This is the first BSC star party that will not have an iridium flare or any bright satellite pass over like the HST or the ISS since I have been reporting these events. But that is all right as there will be plenty to see in the dark night sky after the moon sets about 8 pm.
Mars (Mag -0.4) is getting smaller and further from Earth, now 75 million miles away between the two stars (Beta & Zeta) that mark the horns of Taurus the Bull. It still shines with a reddish glow but don't expect to see any detail on the planet which has an apparent diameter of just 11". Saturn (Mag 0.3) will rise about 6:50 pm Saturday evening just under the body of Leo the Lion, 7 degrees from bright star Regulus. It is heading towards opposition February 24th when it will be closest to Earth (771 million miles) and appears biggest (20") and brightest. The only other planet we might see Saturday evening is Uranus (Mag 5.9) just after the sun goes down in Aquarius but we must hurry as it sets around 7:45 pm. The other planets Jupiter (Mag -1.7), Venus (Mag -3.9), Mercury, Neptune (Mag 8.0) and dwarf planet Pluto (Mag 14) can only be seen around dawn.
There are a lot of bright star clusters that orbit the Milky Way Galaxy which are tight spherical groups of stars. Probably the most famous star clusters is Pleiades (Mag 1.2), sometimes called the Seven Sisters. Binoculars or a small telescope are a great way to view these star clusters. Another star cluster containing about 100 stars is M38 (Mag 6.4), 2,800 light years away up in constellation Auriga. It has a span of at least 17 light years and can be found inside constellation Auriga as it forms the point of an isosceles triangle with Beta & Theta stars. Just under M38 is anther star cluster M36 (Mag 6.0), 3,700 light years away that contains about 60 stars which span about 13 light years. On the other side of Auriga Beta & Theta stars is M37 (Mag 5.6), another star cluster 4,200 light years away containing about 150 stars that span about 29 light years.

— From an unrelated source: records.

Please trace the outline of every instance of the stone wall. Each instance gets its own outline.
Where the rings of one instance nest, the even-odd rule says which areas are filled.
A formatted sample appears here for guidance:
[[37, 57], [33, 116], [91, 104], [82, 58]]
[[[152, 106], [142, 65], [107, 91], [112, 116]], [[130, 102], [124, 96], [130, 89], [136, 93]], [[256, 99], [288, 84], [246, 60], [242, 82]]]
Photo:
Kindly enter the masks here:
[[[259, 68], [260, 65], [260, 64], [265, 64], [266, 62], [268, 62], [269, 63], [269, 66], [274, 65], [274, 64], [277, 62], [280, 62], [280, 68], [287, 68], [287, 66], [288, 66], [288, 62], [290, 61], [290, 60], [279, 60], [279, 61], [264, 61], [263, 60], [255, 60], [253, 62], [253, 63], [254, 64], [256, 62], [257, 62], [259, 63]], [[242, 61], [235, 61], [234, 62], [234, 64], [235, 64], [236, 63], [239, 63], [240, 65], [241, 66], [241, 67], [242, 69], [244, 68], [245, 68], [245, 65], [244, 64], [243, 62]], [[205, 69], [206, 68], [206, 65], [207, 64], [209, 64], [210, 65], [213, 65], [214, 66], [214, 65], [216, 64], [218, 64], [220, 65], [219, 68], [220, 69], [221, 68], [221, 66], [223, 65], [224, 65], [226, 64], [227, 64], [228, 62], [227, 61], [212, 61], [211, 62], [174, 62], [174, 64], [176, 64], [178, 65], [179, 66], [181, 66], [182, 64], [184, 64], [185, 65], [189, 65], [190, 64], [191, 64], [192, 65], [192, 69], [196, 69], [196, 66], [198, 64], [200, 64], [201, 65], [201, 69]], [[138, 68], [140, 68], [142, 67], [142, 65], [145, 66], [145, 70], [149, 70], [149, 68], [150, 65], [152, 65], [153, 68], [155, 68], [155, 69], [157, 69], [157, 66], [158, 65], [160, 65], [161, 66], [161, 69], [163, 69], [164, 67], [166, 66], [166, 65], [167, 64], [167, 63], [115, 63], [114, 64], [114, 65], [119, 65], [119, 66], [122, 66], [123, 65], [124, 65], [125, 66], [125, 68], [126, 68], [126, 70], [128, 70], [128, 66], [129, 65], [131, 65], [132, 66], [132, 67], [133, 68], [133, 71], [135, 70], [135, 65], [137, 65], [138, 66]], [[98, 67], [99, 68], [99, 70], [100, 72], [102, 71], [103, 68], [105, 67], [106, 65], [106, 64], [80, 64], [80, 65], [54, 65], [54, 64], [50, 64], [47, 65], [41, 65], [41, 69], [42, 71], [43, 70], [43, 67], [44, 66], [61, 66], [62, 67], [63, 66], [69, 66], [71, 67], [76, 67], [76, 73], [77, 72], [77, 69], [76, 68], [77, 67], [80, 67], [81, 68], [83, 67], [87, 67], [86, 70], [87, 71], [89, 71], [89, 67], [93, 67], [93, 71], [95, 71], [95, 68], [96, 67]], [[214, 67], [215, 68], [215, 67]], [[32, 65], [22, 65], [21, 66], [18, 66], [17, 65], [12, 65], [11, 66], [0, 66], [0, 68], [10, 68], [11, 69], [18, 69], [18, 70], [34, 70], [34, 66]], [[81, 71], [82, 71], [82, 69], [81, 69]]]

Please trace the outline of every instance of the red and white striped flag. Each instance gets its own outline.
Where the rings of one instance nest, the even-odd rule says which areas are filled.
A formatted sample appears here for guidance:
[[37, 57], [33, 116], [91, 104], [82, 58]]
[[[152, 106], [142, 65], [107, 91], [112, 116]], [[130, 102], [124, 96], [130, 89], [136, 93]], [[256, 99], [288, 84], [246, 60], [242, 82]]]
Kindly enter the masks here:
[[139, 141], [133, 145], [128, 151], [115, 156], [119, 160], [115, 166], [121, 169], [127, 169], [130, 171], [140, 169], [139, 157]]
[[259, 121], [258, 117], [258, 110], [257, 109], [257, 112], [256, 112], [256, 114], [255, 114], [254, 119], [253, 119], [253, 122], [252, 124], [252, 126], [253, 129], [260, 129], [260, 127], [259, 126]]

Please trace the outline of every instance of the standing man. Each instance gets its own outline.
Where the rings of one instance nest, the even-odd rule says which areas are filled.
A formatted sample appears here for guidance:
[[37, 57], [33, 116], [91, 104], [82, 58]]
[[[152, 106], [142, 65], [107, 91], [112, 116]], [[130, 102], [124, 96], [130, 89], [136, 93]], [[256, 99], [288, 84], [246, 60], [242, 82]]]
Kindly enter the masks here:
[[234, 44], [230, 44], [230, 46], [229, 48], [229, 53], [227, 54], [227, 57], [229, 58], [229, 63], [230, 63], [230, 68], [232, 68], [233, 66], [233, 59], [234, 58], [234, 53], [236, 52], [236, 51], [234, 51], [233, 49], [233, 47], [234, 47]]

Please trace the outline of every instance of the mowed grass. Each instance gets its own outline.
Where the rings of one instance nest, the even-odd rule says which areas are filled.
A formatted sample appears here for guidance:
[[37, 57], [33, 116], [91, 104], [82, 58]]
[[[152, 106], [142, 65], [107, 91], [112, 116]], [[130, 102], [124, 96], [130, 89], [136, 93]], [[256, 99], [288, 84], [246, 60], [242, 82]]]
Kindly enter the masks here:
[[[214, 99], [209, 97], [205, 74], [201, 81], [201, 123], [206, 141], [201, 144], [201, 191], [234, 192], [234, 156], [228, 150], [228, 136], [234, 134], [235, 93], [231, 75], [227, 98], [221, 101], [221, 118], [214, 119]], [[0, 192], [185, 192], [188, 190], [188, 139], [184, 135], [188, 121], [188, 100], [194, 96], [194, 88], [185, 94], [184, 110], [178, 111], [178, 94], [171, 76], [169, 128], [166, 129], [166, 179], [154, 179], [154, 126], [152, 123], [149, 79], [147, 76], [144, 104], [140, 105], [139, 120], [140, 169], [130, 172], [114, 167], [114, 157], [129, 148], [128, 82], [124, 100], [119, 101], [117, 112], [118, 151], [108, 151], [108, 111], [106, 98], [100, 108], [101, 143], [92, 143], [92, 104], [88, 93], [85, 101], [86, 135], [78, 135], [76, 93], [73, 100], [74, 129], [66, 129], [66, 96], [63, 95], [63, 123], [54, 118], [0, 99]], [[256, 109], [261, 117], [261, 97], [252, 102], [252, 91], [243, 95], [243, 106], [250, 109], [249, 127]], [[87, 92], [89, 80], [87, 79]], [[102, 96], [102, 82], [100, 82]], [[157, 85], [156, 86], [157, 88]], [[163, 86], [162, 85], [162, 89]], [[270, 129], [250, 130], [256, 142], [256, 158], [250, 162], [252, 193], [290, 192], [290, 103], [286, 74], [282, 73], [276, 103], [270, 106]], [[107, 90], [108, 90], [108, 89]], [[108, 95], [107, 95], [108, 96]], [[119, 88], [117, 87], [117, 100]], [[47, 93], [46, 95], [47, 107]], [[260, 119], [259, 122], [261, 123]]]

It should be pretty cold again this Saturday evening so wear warm clothes and bring your gloves, coats & sweaters. After you set up your telescope, there are three picnic tables where you can sit and drink hot chocolate or coffee you might bring, while waiting for it to get dark. Please remember to cart off all your trash as there are no garbage cans at BSC. Hope to see you there.